Pascal Pavageau élu à la tête de FO, «hypocrisie» et «duplicité» pour Jean-Claude Mailly

SYNDICAT Pascal Pavageau, seul candidat en lice, a été élu avec 97% des voix...

20 Minutes avec AFP

— 

Pascal Pavageau, le successeur de Jean-Claude Mailly à la tête de FO, le 27 avril 2018.
Pascal Pavageau, le successeur de Jean-Claude Mailly à la tête de FO, le 27 avril 2018. — Sarah ALCALAY/SIPA

Il était le seul candidat en lice. Pascal Pavageau a été élu ce vendredi nouveau secrétaire général de Force ouvrière, à l’issue d’une semaine de congrès chahutée à Lille. Le successeur de Jean-Claude Mailly n’a pas été validé par le secrétaire sortant, qui s’est fendu d’un tweet assassin contre lui.

Pascal Pavageau, 49 ans, a été élu confortablement au siège de secrétaire de Force ouvrière (FO), avec 97 % des voix. Cet Orléanais issu de la fonction publique aura la lourde tâche de rassembler les troupes du syndicat sous tension après le départ tout sauf apaisé de Jean-Claude Mailly.
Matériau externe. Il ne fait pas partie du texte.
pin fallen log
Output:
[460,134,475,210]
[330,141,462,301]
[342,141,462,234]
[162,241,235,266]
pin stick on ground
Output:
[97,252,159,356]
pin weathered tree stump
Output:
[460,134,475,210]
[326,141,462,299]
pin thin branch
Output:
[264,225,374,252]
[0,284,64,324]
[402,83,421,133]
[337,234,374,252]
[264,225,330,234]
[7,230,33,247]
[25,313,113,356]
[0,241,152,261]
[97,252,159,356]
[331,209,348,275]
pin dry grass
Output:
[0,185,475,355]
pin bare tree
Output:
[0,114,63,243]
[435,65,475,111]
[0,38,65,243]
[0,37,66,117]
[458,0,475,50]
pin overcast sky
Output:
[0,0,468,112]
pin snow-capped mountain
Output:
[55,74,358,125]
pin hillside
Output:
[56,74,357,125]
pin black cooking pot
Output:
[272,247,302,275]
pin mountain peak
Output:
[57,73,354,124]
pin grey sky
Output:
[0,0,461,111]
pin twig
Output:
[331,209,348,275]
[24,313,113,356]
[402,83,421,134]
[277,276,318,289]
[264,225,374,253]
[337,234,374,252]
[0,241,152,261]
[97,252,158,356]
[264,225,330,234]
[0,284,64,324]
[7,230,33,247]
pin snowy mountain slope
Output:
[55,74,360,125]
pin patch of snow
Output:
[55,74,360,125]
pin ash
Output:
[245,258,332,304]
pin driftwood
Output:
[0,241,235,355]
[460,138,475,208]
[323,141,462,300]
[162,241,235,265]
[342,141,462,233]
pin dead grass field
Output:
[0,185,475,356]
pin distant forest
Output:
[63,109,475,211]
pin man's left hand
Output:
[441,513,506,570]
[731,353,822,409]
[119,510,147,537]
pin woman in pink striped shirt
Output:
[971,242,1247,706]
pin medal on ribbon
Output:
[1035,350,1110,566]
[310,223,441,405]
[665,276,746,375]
Celui-ci a essuyé un vote sanction de son rapport d’activité, qui a failli ne pas être adopté : il a obtenu 50,54 % des suffrages exprimés, alors qu’il s’agit habituellement d’une formalité ; il avait bénéficié d’un vote à 97 % lors des deux derniers congrès.
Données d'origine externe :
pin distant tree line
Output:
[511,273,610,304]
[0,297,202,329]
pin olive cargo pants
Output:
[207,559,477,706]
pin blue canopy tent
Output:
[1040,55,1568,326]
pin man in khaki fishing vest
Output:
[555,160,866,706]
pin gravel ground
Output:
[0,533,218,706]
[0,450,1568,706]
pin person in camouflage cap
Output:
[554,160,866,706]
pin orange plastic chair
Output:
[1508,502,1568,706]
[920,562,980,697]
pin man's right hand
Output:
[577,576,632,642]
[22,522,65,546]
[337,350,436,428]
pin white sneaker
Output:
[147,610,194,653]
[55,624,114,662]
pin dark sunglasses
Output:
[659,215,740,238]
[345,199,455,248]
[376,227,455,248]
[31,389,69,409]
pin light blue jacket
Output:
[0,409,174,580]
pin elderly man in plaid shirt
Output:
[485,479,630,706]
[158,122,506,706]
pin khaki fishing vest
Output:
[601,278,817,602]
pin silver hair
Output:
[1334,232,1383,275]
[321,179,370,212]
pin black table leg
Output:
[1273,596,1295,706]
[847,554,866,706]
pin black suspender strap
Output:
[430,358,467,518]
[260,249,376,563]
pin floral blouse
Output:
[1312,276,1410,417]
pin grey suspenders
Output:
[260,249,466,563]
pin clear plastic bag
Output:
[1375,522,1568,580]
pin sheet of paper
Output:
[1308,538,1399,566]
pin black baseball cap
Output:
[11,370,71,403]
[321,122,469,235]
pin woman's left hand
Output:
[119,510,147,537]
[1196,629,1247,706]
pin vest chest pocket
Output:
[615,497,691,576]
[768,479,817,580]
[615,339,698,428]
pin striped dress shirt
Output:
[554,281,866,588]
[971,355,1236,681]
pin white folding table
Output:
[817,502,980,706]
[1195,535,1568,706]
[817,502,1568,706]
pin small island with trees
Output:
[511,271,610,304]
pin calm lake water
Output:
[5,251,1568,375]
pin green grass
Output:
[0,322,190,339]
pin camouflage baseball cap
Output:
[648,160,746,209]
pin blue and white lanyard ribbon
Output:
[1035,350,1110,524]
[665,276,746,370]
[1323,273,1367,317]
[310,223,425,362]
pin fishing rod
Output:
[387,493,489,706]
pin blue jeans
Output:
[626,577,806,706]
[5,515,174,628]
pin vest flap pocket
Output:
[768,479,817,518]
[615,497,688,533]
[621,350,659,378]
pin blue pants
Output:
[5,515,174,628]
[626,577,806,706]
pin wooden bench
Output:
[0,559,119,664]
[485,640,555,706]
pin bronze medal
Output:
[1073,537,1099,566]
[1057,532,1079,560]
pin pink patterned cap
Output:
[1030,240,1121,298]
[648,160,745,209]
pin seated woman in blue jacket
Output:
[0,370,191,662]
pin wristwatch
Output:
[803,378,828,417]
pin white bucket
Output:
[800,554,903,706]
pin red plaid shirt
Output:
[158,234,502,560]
« Hypocrisie et duplicité »

Ce vote d’extrême justesse résume bien l’ambiance et les interventions qui ont eu lieu à la tribune du congrès depuis lundi, oscillant pour moitié entre violentes critiques et soutien loyal.

Lors de son premier discours, Pascal Pavageau a salué le « travailleur acharné » Mailly, avant de lui souhaiter « bon vent, camarade ». Il a demandé à l’assistance de se lever pour celui qui a dirigé FO 14 ans durant et était absent de cette dernière journée à Lille.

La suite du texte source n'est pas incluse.